REPUBLIKA.CO.ID, NEW YORK -- Dana Anak-anak PBB (UNICEF) mengatakan hampir 40 persen dari 3,4 juta pengungsi di Myanmar merupakan anak-anak. Para pengungsi terpaksa pindah karena perang sipil dan bencana alam terkait cuaca.
Myanmar mengalami gejolak politik dan kekerasan sejak militer mengudeta pemerintahan terpilih Aung San Suu Kyi pada 2021. Junta militer kemudian menggelar operasi untuk menekan lonjakan pemberontakan kelompok-kelompok pro-demokrasi.

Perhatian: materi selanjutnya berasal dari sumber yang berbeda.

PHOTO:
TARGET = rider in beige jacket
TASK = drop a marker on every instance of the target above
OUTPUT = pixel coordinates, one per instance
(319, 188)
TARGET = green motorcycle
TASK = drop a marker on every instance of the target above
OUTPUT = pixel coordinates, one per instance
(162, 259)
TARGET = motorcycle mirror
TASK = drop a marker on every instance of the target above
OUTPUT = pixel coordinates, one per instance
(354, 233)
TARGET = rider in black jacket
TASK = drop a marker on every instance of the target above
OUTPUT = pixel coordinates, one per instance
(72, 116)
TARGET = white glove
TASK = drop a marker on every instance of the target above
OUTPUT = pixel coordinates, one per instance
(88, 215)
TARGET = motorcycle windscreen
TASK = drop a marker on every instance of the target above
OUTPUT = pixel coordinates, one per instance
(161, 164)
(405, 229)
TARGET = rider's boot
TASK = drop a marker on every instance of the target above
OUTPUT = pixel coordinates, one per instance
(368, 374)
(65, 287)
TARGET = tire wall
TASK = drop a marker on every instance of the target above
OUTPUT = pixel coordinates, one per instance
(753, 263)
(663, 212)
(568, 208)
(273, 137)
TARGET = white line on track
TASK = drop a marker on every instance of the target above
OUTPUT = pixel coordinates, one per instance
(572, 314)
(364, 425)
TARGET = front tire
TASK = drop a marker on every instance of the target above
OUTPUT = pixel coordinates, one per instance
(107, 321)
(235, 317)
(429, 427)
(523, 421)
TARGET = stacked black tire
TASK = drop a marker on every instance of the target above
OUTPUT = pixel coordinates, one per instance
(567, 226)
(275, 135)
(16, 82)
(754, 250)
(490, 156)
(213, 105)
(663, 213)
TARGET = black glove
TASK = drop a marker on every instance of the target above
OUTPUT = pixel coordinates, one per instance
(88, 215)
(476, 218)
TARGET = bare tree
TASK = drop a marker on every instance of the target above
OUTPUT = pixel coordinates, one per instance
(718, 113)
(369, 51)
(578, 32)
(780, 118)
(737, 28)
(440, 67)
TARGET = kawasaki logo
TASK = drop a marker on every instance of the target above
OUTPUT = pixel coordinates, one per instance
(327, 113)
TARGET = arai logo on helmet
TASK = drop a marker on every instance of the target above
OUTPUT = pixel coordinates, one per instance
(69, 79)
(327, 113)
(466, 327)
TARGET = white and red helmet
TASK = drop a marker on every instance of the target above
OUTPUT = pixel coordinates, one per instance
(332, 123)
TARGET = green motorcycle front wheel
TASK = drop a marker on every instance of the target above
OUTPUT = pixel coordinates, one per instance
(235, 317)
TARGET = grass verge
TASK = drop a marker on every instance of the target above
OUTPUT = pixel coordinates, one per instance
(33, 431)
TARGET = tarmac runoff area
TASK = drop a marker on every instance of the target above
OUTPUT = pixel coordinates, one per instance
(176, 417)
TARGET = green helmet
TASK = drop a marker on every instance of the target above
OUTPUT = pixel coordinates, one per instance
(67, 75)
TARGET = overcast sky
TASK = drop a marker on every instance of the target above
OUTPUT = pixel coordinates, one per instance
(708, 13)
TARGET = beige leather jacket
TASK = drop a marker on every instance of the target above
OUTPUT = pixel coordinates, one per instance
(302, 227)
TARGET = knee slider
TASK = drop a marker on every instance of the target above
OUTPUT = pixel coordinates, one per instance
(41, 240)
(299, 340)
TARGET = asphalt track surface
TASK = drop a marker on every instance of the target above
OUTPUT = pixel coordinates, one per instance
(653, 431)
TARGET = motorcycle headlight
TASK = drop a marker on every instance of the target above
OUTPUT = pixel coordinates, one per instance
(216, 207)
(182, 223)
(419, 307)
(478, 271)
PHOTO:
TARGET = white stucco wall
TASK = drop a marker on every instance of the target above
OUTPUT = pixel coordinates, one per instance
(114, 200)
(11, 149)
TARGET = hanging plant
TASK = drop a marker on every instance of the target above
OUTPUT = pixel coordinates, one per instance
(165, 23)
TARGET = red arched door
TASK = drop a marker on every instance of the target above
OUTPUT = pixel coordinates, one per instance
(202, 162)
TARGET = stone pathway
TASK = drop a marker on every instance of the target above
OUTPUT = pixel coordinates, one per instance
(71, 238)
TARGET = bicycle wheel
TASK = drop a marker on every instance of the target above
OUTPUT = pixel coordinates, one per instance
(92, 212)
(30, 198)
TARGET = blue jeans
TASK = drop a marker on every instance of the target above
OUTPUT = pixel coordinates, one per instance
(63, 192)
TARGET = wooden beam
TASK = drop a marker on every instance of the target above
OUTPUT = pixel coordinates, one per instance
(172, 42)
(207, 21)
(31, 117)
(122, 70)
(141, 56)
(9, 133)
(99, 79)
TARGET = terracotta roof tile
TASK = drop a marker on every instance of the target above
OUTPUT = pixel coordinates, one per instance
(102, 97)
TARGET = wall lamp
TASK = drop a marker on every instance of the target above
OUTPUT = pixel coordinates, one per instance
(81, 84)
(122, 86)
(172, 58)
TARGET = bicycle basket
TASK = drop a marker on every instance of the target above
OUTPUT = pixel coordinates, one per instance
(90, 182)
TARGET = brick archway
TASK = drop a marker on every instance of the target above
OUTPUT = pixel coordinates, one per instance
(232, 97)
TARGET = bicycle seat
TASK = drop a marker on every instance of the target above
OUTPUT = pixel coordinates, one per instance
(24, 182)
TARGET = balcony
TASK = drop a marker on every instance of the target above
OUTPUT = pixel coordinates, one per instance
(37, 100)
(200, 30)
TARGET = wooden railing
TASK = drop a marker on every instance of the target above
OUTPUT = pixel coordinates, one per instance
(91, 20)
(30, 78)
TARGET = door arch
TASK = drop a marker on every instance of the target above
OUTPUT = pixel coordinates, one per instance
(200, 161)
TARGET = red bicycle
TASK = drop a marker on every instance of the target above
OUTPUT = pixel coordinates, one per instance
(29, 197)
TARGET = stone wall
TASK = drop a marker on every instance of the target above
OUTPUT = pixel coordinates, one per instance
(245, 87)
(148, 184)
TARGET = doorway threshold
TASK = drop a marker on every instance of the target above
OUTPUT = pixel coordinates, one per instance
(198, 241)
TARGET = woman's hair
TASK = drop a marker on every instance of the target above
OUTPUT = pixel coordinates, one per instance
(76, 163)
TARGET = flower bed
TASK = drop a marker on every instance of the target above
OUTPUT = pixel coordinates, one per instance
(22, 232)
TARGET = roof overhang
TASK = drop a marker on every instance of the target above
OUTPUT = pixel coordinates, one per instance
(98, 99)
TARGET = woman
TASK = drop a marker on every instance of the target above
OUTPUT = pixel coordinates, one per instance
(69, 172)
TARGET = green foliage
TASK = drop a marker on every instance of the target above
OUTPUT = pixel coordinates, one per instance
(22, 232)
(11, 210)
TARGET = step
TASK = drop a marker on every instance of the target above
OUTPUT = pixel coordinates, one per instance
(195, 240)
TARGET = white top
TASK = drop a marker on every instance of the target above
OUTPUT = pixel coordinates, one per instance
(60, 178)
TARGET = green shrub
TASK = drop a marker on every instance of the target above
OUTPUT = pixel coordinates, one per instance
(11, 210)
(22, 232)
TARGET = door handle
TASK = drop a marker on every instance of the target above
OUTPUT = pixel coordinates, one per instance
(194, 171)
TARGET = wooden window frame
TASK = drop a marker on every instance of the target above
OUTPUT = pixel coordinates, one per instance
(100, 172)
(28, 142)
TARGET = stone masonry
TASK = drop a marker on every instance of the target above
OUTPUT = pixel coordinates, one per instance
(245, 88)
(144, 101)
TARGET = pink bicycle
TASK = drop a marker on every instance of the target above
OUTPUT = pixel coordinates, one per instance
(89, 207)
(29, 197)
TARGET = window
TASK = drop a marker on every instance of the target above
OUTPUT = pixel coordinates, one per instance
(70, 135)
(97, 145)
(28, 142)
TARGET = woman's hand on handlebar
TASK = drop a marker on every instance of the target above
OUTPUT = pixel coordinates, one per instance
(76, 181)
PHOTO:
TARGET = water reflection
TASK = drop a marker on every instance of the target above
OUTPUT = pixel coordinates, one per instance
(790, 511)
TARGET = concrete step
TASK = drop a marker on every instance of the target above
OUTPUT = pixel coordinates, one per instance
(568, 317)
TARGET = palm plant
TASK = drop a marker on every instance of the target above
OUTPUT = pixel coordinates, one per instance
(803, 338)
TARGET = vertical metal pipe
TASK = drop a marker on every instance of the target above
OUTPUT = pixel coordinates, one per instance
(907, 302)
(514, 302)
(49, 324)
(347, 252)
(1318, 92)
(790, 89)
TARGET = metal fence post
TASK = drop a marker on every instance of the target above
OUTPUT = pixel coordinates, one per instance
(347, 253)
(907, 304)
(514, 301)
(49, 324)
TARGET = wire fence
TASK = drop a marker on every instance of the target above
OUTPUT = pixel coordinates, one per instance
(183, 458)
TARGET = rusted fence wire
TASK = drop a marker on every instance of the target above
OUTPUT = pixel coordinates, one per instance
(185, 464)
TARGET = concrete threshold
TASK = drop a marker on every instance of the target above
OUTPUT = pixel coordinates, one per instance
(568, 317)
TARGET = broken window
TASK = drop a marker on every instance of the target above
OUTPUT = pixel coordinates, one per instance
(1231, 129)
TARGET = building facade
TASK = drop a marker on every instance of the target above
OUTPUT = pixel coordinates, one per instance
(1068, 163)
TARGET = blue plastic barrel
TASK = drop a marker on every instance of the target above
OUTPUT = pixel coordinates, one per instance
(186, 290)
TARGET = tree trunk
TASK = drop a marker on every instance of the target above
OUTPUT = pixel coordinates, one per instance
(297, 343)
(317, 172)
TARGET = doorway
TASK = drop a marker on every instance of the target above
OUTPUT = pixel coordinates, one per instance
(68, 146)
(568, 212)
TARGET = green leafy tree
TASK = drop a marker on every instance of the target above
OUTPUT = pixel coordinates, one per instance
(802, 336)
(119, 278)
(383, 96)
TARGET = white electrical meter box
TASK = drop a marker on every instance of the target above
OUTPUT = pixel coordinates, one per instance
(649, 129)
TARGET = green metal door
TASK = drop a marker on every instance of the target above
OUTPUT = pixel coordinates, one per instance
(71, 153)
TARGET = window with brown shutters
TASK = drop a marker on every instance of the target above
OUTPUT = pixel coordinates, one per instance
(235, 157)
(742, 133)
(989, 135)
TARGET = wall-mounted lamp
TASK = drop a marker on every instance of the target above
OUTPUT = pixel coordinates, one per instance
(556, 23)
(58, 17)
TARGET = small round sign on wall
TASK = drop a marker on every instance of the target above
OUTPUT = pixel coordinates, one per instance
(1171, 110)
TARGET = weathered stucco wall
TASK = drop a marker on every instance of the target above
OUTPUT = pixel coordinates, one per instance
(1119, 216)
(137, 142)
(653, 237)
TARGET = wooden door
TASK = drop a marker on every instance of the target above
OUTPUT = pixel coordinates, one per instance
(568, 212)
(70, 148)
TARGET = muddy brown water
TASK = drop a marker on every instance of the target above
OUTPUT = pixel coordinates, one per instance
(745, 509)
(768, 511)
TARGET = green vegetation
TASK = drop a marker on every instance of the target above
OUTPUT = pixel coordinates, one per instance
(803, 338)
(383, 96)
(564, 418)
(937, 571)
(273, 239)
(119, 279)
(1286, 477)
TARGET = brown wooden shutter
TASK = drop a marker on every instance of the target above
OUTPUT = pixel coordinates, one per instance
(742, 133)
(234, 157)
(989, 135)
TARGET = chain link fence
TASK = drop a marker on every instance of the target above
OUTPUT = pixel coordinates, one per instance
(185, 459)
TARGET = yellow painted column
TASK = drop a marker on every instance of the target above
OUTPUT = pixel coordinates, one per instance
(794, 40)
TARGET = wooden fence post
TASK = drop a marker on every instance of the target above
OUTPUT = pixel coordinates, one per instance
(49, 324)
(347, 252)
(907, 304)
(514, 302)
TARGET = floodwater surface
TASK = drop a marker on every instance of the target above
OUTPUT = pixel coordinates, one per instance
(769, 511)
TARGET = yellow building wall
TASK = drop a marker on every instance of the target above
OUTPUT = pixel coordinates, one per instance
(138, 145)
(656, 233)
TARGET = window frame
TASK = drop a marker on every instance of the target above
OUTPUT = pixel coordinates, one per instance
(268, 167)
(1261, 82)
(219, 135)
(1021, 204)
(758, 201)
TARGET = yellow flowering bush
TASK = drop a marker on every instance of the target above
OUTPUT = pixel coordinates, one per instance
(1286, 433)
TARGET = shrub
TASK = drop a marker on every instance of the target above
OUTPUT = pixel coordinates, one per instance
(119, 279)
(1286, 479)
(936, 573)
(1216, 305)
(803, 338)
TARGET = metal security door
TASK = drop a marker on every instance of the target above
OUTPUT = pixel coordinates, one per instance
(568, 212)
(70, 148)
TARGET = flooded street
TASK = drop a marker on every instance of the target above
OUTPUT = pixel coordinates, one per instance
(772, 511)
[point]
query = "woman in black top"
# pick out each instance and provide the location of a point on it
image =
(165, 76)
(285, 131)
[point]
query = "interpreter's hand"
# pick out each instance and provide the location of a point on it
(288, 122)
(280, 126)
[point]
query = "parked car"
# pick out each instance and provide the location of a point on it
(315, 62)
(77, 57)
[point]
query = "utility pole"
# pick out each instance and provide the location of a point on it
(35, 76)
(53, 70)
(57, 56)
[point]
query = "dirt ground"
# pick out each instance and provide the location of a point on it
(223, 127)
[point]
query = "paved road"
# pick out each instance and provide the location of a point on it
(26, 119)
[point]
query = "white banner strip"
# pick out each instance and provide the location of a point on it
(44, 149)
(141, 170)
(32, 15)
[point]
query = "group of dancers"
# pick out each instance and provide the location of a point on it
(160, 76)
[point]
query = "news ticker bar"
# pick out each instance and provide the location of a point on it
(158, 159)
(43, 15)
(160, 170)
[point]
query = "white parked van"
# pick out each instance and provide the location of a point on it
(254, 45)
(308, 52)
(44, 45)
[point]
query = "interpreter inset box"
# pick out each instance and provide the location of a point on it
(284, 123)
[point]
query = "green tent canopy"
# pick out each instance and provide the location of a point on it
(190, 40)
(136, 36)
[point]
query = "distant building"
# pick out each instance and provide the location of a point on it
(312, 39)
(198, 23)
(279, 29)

Negara itu juga dilanda Badai Yagi pada bulan September lalu. Bencana ini memicu banjir yang menewaskan lebih dari 400 orang dan memaksa ratusan ribu lainnya mengungsi dari rumah mereka.
Wakil direktur eksekutif UNICEF, Ted Chaiban mengatakan krisis kemanusiaan di Myanmar mencapai titik kritis. Ia menambahkan meningkatnya konflik dan guncangan iklim menempatkan anak-anak dan keluarga pada risiko yang belum pernah terjadi sebelumnya.
"Lebih dari 3,4 juta orang mengungsi di seluruh negeri, hampir 40 persen di antaranya adalah anak-anak, ” kata Chaiban seperti dikutip dari media independen Myanmar, yang berbasis di India, Mazzima.
Mazzima melaporkan junta menggunakan serangan udara dan artileri untuk menghukum masyarakat sipil. Pertempuran tersebut, serta peristiwa iklim yang parah seperti Topan Yagi, telah memberikan dampak yang menghancurkan pada anak-anak. Anak-anak terpaksa ikut mengungsi, rentan terhadap kekerasan, dan terputus dari layanan kesehatan dan pendidikan.
Ia mengatakan, pada 15 November lalu, tujuh anak dan dua warga sipil tewas dalam serangan yang menghantam kompleks gereja di Kachin di mana anak-anak sedang bermain sepak bola. Negara bagian Kachin di utara Myanmar merupakan tanah kelahiran Tentara Kemerdekaan Kachin (KIA), salah satu dari berbagai kelompok bersenjata etnis minoritas yang menguasai wilayah di utara dan berjuang melawan junta.
Tahun ini setidaknya 650 anak telah terbunuh atau terluka dalam kekerasan di negara tersebut tahun ini. Anak-anak di bawah umur juga merupakan sepertiga dari lebih dari 1.000 korban sipil yang tewas akibat ranjau darat dan bahan peledak, menurut Chaiban.
“Meningkatnya penggunaan senjata mematikan di wilayah sipil, termasuk serangan udara dan ranjau darat yang menghantam rumah, rumah sakit, dan sekolah, telah sangat membatasi ruang aman yang sudah terbatas bagi anak-anak, merampas hak mereka untuk mendapatkan keamanan dan keselamatan,” katanya.